Scientists Combine Metal Science and 3D Printing to Produce Stronger Crystal Materials

Materials scientists from Imperial College London have developed innovative artificial materials, which integrate people’s understanding of metals with 3D printing.

Image credit: Minh-Son Pham/Imperial College London

These findings could accelerate the application of 3D-printed materials in all kinds of fields, ranging from vehicles and construction to medical devices.

Generally, 3D printing is used for producing engineering components. The components that are printed include lattice structures— material patterns laid out in a grid-like fashion, with connecting struts and repeating nodes, which are responsible for their lightweight properties.

Conversely, conventional types of lattices have only limited applications, because when they crack and fail, they do so disastrously. Scientists believe that this limitation could be due to the presence of a single pattern of lattice across the material and proposed that changing the internal lattice structures may add strength.

Now, encouraged by the patterns in natural crystals, scientists from Imperial College London along with contemporaries at the University of Sheffield have added new features to 3D-printed metals that imitate the structures in crystals, for example, grains.

By mimicking crystals’ hardening mechanisms, we can substantially strengthen lattice materials produced by 3D printing.

Dr Minh-Son Pham, Study Lead Author, Department of Materials, Imperial College London

The researchers noted that when the novel material—which they called ‘meta-crystal’—is loaded with weight, it is not only relatively stronger but is also more tolerant to damages when compared to traditional lattice materials. The team also noted that decreasing the size of individual grain-like lattice regions inside the structure can improve the strength of the meta-crystals.

The results of the study have been reported in Nature, and can possibly pave the way for lightweight yet tougher 3D-printed materials suited for a wide range of applications.

Imperfect perfection

In presently available 3D printed lattices, a single repeating pattern resembles the structure of a metallic single crystal: the nodes present in the lattice are similar to the atoms existing in the single crystal, and the struts are also similar to the atomic bonds. The atomic planes, or nodes, in each of these structures, are all aligned seamlessly.

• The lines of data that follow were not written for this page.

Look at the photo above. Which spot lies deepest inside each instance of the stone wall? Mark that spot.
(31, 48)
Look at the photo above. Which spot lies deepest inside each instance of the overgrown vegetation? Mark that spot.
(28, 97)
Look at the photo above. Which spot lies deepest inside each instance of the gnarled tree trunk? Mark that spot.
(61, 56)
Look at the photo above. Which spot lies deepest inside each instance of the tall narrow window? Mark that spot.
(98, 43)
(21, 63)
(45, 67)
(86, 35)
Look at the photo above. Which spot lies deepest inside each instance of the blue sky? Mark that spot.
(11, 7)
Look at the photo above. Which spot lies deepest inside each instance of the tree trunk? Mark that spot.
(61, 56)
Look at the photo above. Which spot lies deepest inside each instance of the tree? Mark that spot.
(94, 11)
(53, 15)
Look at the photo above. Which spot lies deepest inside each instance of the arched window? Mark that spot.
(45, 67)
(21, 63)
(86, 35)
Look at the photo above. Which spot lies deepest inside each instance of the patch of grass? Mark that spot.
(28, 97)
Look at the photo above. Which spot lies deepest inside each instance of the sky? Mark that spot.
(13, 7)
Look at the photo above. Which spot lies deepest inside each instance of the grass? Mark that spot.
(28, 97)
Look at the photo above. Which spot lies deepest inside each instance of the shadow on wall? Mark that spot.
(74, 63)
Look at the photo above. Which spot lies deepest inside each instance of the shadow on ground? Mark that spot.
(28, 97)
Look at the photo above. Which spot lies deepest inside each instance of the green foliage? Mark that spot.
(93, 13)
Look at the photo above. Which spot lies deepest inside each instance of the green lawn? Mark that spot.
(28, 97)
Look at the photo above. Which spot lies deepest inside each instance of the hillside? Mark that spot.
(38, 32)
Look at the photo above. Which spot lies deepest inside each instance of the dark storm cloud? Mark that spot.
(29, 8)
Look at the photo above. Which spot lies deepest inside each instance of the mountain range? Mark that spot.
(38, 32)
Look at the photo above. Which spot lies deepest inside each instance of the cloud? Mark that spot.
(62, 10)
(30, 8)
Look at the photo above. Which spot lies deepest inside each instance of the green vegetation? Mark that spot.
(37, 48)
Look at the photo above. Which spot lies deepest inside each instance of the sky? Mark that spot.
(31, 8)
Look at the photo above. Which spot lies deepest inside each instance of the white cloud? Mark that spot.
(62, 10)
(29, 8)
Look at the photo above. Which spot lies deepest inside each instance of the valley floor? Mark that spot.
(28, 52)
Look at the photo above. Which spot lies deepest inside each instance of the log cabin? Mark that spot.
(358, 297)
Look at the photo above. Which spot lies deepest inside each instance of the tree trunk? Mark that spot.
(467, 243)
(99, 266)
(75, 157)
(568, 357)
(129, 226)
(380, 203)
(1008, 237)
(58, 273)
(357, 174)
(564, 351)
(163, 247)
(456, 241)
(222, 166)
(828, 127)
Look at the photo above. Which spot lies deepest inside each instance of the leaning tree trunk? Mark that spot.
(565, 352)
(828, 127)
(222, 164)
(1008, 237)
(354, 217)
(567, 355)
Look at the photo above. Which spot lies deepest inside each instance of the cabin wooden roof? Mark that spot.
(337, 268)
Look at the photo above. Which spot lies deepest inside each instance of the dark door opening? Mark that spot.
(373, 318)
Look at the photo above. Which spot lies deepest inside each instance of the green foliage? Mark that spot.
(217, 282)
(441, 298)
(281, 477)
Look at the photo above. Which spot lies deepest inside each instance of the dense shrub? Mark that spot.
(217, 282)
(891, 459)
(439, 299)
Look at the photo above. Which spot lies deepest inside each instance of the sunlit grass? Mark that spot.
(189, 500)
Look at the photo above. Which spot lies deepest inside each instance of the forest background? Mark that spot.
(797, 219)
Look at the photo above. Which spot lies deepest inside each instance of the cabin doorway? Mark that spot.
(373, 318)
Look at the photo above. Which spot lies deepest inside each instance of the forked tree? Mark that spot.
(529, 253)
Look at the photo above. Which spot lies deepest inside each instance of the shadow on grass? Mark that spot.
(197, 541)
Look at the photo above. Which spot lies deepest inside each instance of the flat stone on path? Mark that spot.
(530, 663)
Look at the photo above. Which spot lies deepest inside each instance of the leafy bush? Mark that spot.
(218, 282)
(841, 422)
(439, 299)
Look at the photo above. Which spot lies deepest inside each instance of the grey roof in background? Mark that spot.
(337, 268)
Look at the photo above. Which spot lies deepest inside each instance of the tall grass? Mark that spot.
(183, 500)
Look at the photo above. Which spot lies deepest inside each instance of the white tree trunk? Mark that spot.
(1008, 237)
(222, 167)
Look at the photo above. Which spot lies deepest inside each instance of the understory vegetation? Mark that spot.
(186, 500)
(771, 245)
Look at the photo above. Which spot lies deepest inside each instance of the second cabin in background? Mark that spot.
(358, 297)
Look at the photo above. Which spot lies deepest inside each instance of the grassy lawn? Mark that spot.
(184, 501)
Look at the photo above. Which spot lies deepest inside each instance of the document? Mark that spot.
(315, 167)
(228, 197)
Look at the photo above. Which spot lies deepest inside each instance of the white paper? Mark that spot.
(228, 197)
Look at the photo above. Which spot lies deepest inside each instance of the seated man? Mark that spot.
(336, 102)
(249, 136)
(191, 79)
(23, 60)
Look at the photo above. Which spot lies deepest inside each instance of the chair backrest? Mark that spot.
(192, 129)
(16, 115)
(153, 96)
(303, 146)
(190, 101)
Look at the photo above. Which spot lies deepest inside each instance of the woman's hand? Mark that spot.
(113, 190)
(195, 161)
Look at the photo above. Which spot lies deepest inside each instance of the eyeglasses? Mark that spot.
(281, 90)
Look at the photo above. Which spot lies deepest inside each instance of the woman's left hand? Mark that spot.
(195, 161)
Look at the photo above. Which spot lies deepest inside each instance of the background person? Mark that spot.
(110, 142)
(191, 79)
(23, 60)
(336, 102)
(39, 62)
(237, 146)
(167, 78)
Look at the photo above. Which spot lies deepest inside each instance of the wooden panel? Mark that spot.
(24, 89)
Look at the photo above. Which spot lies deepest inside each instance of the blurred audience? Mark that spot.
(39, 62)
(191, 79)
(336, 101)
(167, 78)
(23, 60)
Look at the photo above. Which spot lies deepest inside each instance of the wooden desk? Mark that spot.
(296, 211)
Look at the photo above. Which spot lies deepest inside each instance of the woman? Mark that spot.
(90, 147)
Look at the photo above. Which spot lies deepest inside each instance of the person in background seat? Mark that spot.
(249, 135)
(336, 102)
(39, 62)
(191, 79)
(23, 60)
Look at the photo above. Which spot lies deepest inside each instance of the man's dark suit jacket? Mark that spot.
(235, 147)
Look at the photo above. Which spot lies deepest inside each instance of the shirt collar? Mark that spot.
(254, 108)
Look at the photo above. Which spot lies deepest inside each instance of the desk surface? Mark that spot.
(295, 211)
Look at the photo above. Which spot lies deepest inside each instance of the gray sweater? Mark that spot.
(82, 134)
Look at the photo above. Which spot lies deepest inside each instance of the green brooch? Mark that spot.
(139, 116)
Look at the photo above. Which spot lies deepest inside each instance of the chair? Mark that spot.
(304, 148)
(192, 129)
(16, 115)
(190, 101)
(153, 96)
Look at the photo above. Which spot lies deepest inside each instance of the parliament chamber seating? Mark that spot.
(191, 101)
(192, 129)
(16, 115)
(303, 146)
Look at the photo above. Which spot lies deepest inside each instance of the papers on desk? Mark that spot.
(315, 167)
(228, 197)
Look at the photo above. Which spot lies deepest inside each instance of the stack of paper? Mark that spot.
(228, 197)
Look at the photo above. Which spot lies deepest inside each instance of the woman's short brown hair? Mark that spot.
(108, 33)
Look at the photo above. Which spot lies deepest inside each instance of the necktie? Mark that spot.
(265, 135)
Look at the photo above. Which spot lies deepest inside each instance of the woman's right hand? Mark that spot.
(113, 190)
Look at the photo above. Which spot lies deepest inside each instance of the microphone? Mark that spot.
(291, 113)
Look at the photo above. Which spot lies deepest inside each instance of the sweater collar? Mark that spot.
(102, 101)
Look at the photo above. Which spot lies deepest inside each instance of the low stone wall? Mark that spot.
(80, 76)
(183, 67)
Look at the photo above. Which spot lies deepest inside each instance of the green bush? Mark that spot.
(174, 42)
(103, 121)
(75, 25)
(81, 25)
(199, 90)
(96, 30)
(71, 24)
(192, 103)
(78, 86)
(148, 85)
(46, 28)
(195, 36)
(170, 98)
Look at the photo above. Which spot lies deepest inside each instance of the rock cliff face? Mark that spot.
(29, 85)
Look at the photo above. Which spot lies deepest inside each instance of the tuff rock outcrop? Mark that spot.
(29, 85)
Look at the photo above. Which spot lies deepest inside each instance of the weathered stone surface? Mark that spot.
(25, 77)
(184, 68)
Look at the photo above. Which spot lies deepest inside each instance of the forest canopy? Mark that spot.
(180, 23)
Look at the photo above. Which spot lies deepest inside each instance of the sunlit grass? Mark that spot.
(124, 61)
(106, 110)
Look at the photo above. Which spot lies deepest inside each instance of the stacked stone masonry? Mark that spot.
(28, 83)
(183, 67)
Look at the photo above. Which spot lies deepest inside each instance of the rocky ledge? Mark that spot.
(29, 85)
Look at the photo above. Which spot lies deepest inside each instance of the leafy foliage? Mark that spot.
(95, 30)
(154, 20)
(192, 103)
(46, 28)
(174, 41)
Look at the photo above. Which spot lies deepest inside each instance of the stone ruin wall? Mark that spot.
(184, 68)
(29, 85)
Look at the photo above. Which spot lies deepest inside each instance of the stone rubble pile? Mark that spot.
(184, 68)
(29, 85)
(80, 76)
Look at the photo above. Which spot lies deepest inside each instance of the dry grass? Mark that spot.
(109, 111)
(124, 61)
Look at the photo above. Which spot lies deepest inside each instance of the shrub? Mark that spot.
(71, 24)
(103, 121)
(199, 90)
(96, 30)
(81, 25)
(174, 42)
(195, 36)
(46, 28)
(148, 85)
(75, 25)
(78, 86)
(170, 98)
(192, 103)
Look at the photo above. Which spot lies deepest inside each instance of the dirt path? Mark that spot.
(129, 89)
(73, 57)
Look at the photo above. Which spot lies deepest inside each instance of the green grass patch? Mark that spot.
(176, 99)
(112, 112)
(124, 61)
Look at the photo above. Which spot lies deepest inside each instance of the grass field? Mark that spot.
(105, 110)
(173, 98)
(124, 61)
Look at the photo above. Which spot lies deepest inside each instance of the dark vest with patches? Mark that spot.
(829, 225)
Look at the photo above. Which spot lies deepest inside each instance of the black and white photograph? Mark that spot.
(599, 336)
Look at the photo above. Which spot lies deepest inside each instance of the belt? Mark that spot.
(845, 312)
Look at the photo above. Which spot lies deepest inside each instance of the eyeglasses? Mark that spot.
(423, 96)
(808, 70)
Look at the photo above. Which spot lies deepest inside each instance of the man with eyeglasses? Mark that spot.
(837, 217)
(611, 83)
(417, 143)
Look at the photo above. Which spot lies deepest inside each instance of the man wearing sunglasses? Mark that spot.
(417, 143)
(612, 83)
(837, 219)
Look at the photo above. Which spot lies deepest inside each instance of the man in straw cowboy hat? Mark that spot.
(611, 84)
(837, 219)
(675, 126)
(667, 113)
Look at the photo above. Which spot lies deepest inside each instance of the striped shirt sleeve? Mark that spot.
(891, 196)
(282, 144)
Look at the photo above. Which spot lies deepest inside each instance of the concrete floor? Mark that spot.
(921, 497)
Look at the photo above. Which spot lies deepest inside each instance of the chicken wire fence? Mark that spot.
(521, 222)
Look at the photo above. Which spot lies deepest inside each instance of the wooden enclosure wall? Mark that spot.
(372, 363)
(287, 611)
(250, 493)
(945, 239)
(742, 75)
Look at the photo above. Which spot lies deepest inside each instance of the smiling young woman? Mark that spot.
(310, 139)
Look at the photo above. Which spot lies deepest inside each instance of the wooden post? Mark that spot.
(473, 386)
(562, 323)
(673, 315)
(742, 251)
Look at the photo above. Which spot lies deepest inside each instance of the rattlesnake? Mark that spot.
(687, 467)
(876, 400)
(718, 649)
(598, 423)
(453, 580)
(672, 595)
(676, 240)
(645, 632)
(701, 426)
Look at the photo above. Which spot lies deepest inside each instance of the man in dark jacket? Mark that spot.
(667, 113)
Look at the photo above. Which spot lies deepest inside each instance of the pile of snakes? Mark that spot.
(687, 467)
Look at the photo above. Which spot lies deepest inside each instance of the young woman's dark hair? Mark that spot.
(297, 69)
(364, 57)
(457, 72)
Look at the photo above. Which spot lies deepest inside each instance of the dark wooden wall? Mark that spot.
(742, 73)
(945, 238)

Single crystal materials are suitable in certain applications, like the high-temperature end of a jet engine, due to their potential to tolerate deformation at adverse temperatures; yet they may not be able to tolerate mechanical force.

When a pressure is applied to the structure, and after the force is sufficient enough to promote permanent deformation, the lattice will shear along defined planes and a crack will spread across the material. Since there is nothing to stop this shearing, the material collapses disastrously.

Conversely, in the novel materials, which have several grains of crystals, the atomic planes’ alignment is altered from one grain to another. In materials like these, when a shear force remains in one direction, a crack will stop or slow down upon meeting a crystal, the atoms of which are aligned in a different way from the original crystal. In addition, different patterns could be introduced to further strengthen the materials and thus slow down the formation of cracks.

Now we can print robust materials, our method could be used in constructing vehicles and buildings, for example. Together with the combination of functional materials such as magnetic materials, the possibilities are endless.

Dr Minh-Son Pham, Study Lead Author, Department of Materials, Imperial College London

EPSRC and the Royal Academy of Engineering funded the study.

“Damage-tolerant architected materials inspired by crystal microstructure” by Minh-Son Pham, Chen Liu, Iain Todd, and Jedsada Lertthanasarn, was published in Nature on January 16th, 2019.